“And then, my son?” said the Prior.
“Then, my Father, I companied with the caravan folk as far as the sea-coast; and, leaving them there, went overseas in the train of my lord Bishop Robert Walter of Norwich, who was hasting to Rome. He knew thee, my Father, and bade his people supply my needs.”
“Ay, he knows me,” said the Prior briefly. “The Lord reward him according to his works, but show him mercy forasmuch as he had compassion on my son!”
“Then saw I Rome, my Father, that great and beauteous city full of treasure and many wonders; only the Holy Father I did not see, being let. Methinks life in that country is as one long pageant; but I marked that great holiness and an evil life, much riches and much penury, dwelt there side by side, and men reeked little of death but much of pleasure. Then one bade me go to Florence an I would be a limner; therefore I hasted thither, and gave my last coin for bread as I entered the city.”
The Prior’s brows contracted; the lad had seen some schooling.
“But thou didst learn to be a limner, my son?”
“Ay, my Father, in God’s time: at first I must herd goats and sell melons in the market-place for a lump of bread. Day by day I strove to gain enough to buy colours, but could not, for the Lord sent me ever a neighbour poorer than myself. Nevertheless I was of good courage, knowing the Lord’s ways are not as ours; and mindful how Brother Ambrose held that inasmuch as the Heavenly City is laid with fair colours ’twere no sin to deem that a man may limn perfect pictures there, for the gift is from the Lord.”
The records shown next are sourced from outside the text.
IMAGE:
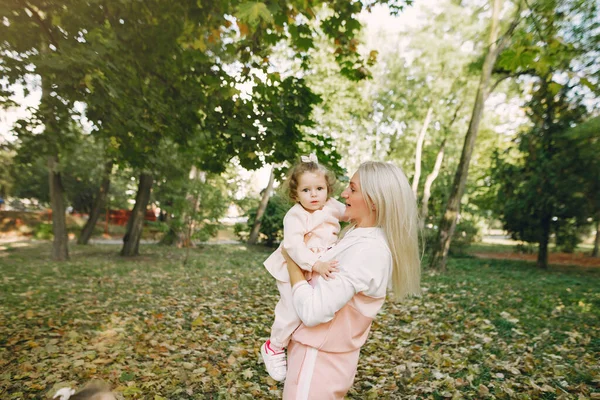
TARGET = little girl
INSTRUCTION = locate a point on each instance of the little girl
(309, 228)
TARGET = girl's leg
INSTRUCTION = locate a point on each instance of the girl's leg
(286, 320)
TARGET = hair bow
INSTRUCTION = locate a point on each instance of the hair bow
(64, 393)
(310, 158)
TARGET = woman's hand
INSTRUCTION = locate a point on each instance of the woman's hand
(296, 274)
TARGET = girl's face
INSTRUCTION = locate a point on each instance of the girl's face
(312, 191)
(357, 209)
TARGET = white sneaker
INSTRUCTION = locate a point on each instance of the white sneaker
(275, 361)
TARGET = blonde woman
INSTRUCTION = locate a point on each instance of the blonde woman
(379, 250)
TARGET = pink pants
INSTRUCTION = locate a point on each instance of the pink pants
(316, 374)
(286, 320)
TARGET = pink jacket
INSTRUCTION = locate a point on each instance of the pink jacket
(305, 236)
(337, 313)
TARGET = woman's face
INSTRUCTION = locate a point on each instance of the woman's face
(357, 209)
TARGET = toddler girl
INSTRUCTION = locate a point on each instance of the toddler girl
(309, 228)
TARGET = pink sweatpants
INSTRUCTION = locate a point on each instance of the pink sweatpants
(316, 374)
(286, 320)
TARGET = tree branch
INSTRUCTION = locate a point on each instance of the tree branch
(41, 23)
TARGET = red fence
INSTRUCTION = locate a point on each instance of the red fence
(120, 217)
(116, 217)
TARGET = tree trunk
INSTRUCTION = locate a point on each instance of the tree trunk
(261, 208)
(135, 224)
(448, 223)
(542, 260)
(60, 245)
(184, 238)
(98, 208)
(429, 182)
(597, 241)
(419, 151)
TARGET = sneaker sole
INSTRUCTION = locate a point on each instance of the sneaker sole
(262, 360)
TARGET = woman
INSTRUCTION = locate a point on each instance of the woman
(380, 248)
“My son, ’tis a great lesson thou hast learnt,” said the Prior, “for the Word was made Flesh; and as Blessed John hath it, a man cannot love God unseen, if he love not the brother whom He hath given him. What next, dear lad?”
“My Father, the Lord Himself sent a messenger to me. One day a great limner, the Signor Andrea di Cione, whom men call d’Orcagna, stayed by me where I stood with my melons in the shadow of the Shepherd’s Tower, and bade me follow him to his house, for he would fain use me for an angel’s head in the great Altar-piece he was e’en then concerned with for the Church of the White Friars. Later he heard my story; and when he found I had some small skill with the brush, he kept me with him, and taught me as only such an one can teach: him I served five years. And many times Satan desired my soul; nay, once I was in peril of hell-fire, but the Lord was with me, and plucked my feet out of the pit. But of that I will speak anon, at my shriving, as is meet.”
The Prior remembered his dream, but he said no word, and Hilarius took up his tale.